12.  Each entry can be written in any language or combination of languages, but plays not in English should be accompanied by an English translation of the entire text.

13.  Each entry (in pdf form) must be received on or before noon of 30 August 2015 (Manila TimeS) by email to isaganicruz@gmail.com. ITI Philippines Secretary General or by postal service stamped august 30 . Send to: 
     ITI-Earthsavers UNESCO DREAM Center
     Gotesco Twin Towers B, Unit 1203
     Natividad Lopez St. ,Ermita 
     Manila, Philippines


14.  The project is a contribution for the commemoration of the   70th anniversary of UNESCO It has been conceived to demonstrate the immense value of a cultural communications ingredient as a force for education in popularizing scientific data in symbols people can understand and relate to as well as provide a conscienticizing platform to help forge the collective will for the crucial global deal in Paris.to prevent the irreversible threshold of 2°degree centigrade of devastation. It is  also meant to call attention  on the dynamic possibilities of applying effectively an arts based psycho social  therapy to heal trauma of victims and refugees of disaster as part of recovery and reconstruction efforts to address the mental health of survivors.  It aims to harness a creative army of artists concerned to help confront the global challenge of survival of mankind and Mother Earth.

15.  The winner will be announced on October 15, 2015.   Dramatic reading of the winning play is being arranged through the UNFCCC secretariat headed by Ms.  Christiana Figueres, at a  side event exhibit in COP21 as part of a continuing Tri-Continental  South-South Intercultural Interfaith Dialogue on Defying Disasters. Co-convened by the Philippines, Colombia and Kenya coordinated through the Earthsavers UNESCO DREAM Center, Ocean Security International and Climate Institute.

16.  The awards will be given in appropriate ceremonies at a proposed side event at COP21. If not in the home country of the winning playwright or, in the case of several playwrights, in the home country of the first playwright listed on the title page of the play.

17.  The decision of the board of judges is final and unappealable.

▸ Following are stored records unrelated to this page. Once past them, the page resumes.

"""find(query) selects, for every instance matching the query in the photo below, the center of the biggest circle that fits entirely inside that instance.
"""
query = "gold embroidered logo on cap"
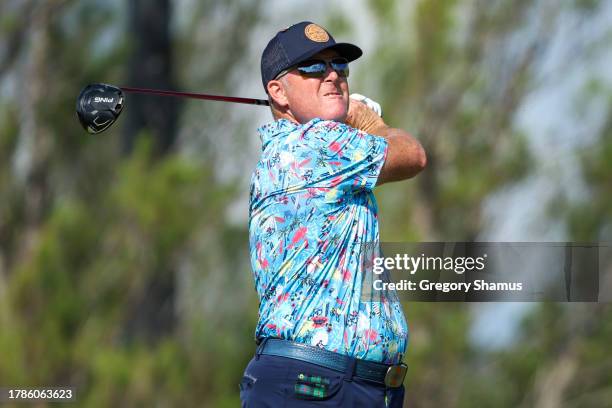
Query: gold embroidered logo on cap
(316, 33)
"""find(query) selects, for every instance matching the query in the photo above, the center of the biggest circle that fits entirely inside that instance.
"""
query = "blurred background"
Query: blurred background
(124, 268)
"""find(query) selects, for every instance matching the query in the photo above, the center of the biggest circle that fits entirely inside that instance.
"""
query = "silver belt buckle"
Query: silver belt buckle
(395, 375)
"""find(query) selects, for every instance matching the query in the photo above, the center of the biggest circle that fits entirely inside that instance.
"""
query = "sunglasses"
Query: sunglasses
(316, 68)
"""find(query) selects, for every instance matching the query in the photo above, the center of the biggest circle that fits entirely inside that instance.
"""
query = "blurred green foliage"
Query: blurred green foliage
(86, 233)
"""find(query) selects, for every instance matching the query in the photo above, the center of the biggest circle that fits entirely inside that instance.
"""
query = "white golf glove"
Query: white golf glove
(375, 106)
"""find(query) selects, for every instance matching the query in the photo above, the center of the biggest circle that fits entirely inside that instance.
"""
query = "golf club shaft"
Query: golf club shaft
(249, 101)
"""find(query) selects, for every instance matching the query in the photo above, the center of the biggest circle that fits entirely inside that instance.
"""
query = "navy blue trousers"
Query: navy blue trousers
(276, 382)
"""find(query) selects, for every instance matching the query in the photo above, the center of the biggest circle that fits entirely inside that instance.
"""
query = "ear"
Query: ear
(277, 91)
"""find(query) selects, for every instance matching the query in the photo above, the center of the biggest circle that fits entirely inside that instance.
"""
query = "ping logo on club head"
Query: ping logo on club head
(99, 99)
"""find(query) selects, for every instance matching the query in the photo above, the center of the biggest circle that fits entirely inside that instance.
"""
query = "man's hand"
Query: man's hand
(363, 118)
(372, 104)
(405, 156)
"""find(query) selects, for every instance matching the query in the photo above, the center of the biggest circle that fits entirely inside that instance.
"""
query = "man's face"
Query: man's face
(325, 98)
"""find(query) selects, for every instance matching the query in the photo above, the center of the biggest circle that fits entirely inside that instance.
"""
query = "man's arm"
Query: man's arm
(405, 155)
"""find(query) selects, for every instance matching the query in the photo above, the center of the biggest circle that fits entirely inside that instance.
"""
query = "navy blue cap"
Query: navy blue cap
(298, 43)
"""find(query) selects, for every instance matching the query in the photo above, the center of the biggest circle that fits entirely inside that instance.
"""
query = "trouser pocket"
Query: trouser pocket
(315, 387)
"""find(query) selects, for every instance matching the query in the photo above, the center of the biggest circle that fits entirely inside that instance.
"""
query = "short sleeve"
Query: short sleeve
(348, 159)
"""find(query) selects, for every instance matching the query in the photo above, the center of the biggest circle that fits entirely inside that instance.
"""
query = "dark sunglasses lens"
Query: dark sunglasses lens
(340, 65)
(313, 68)
(317, 68)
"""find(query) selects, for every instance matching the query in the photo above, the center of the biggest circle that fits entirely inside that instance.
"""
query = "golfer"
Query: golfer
(311, 207)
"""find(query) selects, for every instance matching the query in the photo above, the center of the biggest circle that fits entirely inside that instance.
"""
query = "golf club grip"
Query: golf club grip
(249, 101)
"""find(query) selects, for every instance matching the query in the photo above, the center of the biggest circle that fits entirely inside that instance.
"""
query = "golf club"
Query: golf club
(99, 105)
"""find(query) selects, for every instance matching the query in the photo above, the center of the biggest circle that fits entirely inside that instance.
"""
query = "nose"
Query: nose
(330, 74)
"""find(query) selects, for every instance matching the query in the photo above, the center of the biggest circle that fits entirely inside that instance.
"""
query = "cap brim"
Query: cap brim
(349, 51)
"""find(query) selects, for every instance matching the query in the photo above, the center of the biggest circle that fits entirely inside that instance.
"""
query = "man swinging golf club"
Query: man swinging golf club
(311, 207)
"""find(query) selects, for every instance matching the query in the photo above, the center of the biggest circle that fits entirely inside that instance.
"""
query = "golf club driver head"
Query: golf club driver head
(99, 106)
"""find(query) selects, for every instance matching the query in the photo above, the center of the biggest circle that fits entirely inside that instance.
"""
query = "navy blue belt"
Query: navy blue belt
(390, 375)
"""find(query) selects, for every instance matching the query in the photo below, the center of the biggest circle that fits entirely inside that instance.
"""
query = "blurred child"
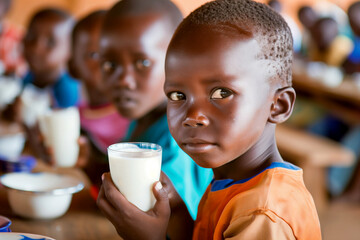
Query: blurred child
(47, 84)
(327, 44)
(133, 45)
(228, 83)
(11, 59)
(352, 62)
(100, 121)
(47, 51)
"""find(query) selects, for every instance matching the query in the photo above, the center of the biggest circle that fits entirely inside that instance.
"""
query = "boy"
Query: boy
(133, 45)
(47, 84)
(47, 51)
(101, 123)
(10, 44)
(228, 82)
(100, 120)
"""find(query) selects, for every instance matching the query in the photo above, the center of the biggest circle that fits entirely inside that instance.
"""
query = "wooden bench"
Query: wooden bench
(314, 154)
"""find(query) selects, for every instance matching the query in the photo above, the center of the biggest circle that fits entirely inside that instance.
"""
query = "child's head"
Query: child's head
(228, 81)
(354, 17)
(323, 32)
(133, 45)
(47, 42)
(276, 5)
(4, 8)
(84, 62)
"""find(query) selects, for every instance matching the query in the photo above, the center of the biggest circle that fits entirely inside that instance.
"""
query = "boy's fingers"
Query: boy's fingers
(162, 205)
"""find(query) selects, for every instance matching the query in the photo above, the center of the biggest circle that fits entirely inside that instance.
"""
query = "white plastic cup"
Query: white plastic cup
(134, 168)
(61, 131)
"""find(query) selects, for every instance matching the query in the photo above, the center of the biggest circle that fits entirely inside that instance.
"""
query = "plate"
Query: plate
(23, 236)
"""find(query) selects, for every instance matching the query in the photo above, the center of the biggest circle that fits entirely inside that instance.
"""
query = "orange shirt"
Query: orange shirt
(274, 204)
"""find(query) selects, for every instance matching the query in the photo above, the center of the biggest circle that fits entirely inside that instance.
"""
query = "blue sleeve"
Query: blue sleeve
(189, 179)
(67, 92)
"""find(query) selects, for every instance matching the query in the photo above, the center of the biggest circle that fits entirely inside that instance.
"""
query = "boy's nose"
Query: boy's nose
(195, 118)
(126, 79)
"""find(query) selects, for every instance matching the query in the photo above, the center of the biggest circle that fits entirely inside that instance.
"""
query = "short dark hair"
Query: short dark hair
(52, 12)
(87, 22)
(253, 19)
(137, 7)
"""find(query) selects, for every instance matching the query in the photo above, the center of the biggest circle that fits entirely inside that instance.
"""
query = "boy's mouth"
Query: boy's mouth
(197, 145)
(125, 102)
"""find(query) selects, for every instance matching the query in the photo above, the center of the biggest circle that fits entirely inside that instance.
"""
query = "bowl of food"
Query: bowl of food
(40, 195)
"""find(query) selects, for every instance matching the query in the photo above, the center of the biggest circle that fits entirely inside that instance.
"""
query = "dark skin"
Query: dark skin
(132, 58)
(84, 63)
(354, 21)
(46, 49)
(222, 111)
(132, 66)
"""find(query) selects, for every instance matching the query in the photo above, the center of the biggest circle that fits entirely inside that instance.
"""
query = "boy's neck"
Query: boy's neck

18.  The board of judges is composed of Isagani R. Cruz of ITI Philippines (chair), a representative of ITI Director-General or president through the International Playwrights Forum (IPF), The board of judges for content consultation and dissemination of rules will be assisted by UNESCO, UNEP, the United Nations Office for Disaster Risk Reduction (UNISDR), and the Office of Commissioner Heherson Alvarez of the Philippine Climate Change Commission.